Studium Theologicum Salesianum
Salesian Pontifical University : Faculty of Theology - Jerusalem Campus
 

“Shared Prayer of Christians and Muslims.
The Feast of The Annunciation - A National Holiday in Lebanon”
By Fr Hicham Chamali, Sj

 
 


22 March 2017 STS-Jerusalem
LUPI Andrea, sdb


On 22 of March 2017, the “Focus on Islam Lectures,” saw the students and faculty of the STS together exploring an experience of prayer between Christians and Muslims in Lebanon. The lecture was given by Fr. Hicham Chemali, SJ, who focused on the development of the Feast of the Annunciation, 25 March, into a National Holiday in Lebanon. Fr. Chemali is a Lebanese priest of the Society of Jesus, who earned a Licentiate in Sacred Theology (STL) at Boston College. He deepened his studies in Arabic Culture and Islam at the Institut de Lettres Orientales (USJ). He currently teaches at the Bethlehem University.

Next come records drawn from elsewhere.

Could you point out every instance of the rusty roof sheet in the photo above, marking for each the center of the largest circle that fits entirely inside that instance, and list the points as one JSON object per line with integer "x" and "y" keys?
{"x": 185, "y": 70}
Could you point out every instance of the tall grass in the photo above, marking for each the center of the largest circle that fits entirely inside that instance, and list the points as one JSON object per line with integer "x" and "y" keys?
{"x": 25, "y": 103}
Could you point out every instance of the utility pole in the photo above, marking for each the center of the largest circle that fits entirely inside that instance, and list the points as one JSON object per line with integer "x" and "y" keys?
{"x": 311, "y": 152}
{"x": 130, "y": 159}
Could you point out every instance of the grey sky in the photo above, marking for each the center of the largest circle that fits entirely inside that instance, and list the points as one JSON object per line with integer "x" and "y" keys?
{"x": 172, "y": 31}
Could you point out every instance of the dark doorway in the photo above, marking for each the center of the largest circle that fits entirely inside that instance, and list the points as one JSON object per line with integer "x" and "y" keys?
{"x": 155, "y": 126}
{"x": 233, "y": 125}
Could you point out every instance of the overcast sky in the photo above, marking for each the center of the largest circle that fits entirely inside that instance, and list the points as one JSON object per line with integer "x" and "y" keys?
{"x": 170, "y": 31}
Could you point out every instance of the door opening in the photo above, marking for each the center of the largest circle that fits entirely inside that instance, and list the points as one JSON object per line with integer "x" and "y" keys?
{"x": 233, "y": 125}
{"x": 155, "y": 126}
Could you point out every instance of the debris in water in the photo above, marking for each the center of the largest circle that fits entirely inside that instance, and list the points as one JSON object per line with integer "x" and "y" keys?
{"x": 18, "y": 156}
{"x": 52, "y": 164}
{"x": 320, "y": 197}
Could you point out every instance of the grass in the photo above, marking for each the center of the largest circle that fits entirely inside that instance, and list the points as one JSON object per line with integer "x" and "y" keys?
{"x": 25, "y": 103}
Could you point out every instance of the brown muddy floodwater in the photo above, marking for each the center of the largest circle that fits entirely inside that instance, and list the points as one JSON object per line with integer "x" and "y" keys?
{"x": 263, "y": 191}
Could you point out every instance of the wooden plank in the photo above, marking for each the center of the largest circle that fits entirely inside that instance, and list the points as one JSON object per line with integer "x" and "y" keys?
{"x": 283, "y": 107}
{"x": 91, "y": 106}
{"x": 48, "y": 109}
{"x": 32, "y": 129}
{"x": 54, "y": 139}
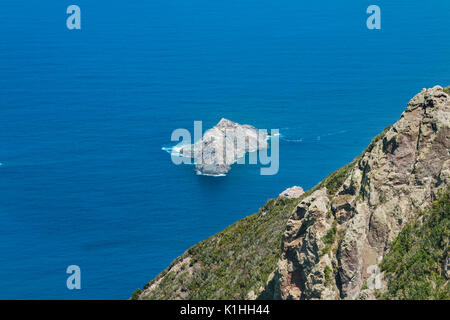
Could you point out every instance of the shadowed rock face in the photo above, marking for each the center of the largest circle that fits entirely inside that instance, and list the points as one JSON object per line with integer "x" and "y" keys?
{"x": 334, "y": 246}
{"x": 223, "y": 145}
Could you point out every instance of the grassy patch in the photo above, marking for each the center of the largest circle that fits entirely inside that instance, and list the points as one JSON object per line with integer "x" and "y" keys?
{"x": 329, "y": 238}
{"x": 328, "y": 272}
{"x": 414, "y": 265}
{"x": 447, "y": 90}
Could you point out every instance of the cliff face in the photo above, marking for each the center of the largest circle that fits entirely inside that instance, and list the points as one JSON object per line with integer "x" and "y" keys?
{"x": 334, "y": 239}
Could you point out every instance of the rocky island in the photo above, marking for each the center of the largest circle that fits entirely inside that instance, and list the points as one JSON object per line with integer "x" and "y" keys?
{"x": 223, "y": 145}
{"x": 377, "y": 228}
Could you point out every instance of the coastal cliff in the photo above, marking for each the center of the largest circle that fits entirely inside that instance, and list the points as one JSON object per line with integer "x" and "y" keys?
{"x": 345, "y": 238}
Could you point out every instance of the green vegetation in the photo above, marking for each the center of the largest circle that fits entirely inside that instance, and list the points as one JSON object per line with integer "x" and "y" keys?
{"x": 231, "y": 263}
{"x": 414, "y": 267}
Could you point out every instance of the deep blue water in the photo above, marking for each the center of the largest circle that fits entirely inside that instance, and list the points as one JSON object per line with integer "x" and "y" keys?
{"x": 84, "y": 114}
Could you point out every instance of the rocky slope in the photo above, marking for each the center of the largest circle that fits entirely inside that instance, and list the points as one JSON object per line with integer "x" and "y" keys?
{"x": 223, "y": 145}
{"x": 334, "y": 239}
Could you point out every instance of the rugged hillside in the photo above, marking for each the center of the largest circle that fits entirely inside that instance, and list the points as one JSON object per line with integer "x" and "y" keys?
{"x": 418, "y": 263}
{"x": 329, "y": 243}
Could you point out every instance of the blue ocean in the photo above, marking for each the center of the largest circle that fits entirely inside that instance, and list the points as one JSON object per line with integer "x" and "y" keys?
{"x": 84, "y": 115}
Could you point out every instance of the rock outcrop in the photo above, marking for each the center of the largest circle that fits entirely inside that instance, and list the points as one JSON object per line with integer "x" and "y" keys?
{"x": 223, "y": 145}
{"x": 335, "y": 237}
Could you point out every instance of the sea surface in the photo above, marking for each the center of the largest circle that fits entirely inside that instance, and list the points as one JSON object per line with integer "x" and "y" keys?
{"x": 84, "y": 115}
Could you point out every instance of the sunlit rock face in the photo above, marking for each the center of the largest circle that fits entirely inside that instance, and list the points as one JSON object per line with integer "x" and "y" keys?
{"x": 223, "y": 145}
{"x": 337, "y": 236}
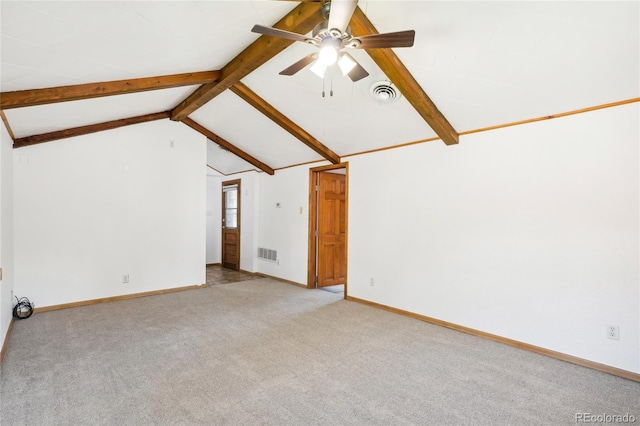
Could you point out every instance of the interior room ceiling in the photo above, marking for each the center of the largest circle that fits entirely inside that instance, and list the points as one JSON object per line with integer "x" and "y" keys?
{"x": 482, "y": 64}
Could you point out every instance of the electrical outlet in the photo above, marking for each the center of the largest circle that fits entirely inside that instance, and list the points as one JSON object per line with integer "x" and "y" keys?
{"x": 613, "y": 332}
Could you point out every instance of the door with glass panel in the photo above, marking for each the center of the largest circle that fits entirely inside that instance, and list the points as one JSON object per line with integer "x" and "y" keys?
{"x": 231, "y": 224}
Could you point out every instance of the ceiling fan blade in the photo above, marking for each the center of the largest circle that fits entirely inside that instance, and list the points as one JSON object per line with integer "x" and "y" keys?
{"x": 340, "y": 13}
{"x": 292, "y": 69}
{"x": 260, "y": 29}
{"x": 357, "y": 72}
{"x": 386, "y": 40}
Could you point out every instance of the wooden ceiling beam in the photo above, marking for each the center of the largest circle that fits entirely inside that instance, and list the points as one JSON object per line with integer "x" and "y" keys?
{"x": 227, "y": 145}
{"x": 85, "y": 130}
{"x": 395, "y": 70}
{"x": 300, "y": 20}
{"x": 277, "y": 117}
{"x": 27, "y": 98}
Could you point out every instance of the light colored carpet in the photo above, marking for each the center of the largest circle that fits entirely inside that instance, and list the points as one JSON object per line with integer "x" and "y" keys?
{"x": 265, "y": 352}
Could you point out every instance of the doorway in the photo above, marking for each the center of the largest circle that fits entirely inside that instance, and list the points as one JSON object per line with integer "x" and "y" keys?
{"x": 231, "y": 224}
{"x": 328, "y": 207}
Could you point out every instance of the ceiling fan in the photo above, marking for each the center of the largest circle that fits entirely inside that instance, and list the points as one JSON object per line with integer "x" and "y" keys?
{"x": 331, "y": 36}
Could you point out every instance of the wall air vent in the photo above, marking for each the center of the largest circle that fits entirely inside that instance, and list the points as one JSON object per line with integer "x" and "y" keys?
{"x": 267, "y": 254}
{"x": 384, "y": 91}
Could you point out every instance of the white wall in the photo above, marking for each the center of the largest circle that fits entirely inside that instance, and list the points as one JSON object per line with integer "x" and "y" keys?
{"x": 214, "y": 219}
{"x": 6, "y": 231}
{"x": 285, "y": 228}
{"x": 90, "y": 209}
{"x": 528, "y": 232}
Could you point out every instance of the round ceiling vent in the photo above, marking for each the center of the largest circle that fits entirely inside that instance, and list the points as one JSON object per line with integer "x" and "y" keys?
{"x": 384, "y": 91}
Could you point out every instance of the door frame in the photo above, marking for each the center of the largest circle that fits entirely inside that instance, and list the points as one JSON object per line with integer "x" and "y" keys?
{"x": 222, "y": 225}
{"x": 312, "y": 260}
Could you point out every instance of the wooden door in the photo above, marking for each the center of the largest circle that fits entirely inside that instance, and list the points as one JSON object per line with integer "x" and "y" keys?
{"x": 332, "y": 219}
{"x": 231, "y": 224}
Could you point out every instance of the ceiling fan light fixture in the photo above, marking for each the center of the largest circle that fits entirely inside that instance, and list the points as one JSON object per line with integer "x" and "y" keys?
{"x": 346, "y": 64}
{"x": 329, "y": 51}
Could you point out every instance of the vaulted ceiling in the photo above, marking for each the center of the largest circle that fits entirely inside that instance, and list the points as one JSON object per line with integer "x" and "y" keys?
{"x": 74, "y": 67}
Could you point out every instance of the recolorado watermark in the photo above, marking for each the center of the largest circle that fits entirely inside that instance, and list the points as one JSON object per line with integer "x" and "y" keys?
{"x": 605, "y": 418}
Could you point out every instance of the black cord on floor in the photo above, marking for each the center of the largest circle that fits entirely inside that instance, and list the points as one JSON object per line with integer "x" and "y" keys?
{"x": 23, "y": 309}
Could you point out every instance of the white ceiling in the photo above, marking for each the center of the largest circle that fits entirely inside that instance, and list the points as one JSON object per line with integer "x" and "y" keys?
{"x": 482, "y": 63}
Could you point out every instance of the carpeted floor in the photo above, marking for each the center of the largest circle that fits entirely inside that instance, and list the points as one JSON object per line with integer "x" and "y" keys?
{"x": 264, "y": 352}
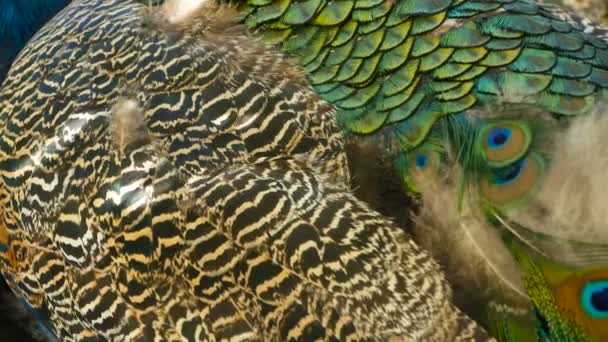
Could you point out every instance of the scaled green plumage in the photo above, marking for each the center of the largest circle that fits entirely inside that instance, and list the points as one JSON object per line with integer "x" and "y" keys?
{"x": 487, "y": 86}
{"x": 174, "y": 179}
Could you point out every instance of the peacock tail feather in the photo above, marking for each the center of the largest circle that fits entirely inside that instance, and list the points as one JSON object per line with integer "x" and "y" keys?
{"x": 168, "y": 177}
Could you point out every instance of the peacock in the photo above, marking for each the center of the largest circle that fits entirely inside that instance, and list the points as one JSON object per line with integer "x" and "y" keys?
{"x": 469, "y": 99}
{"x": 166, "y": 176}
{"x": 481, "y": 105}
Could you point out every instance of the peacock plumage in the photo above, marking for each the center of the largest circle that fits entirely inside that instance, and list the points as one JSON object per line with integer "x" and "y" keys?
{"x": 478, "y": 103}
{"x": 164, "y": 176}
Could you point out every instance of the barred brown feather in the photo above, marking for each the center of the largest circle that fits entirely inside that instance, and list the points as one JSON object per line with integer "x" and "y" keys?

“Lebanon is more than a country. It is a message of freedom and an example of pluralism for East and West,” said John Paul II during his apostolic visitation in 1980. Moved by this message, Sheikh Mohamad Nokkari, a Sunni Muslim who wanted to further national reconciliation and inter-communal friendship, together with Christian friends began working to organize a joint ceremony on the Feast day of the Annunciation. The Virgin Mary, indeed, is a point of reference for both Christians and Muslims.

The dream to see Christians and Muslims pray together took place despite the opposition of some religious authorities. From 2007, several committees were working to find an appropriate way to realize a National Feast that would be a sign of communion and respect among the two great Religions. On 18 February 2010, the Lebanese government made 25 March a national Christian-Muslim Day, something that has never occurred before in the history of Christian-Muslim relations. The decision was confirmed two days later during a meeting between Pope Benedict XVI and Prime Minister Hariri in the Apostolic Palace in the Vatican.

Awareness of the differences in the understanding of the role of Mary and the person of Jesus, Fr. Chemali was able to underline the experience of theological dialogue that this event offers. At the base of any real inter-religious dialogue there should be a shared stand for the Freedom of Religion. The lecturer, afterwards, pointed out several strategies for a fruitful dialogue with Muslims such as the understanding of Jesus as the Word of God and the attitude of respect for the differences without compromising the identities of the faithful.

After his lecture, Fr. Chemali took up some questions from the STS students, such as: the concept of obedience in Islam, the actual situation of the feast and its fruit in the present time, the other religious presences in Lebanon, and iconography in Islam. Finally, the Master of Ceremonies, Gnana Pragash, acknowledged the crucial role of inter-religious experiences like this one to form an attitude of dialogue and gave a word of thanks to Fr. Chemali for his interesting discourse.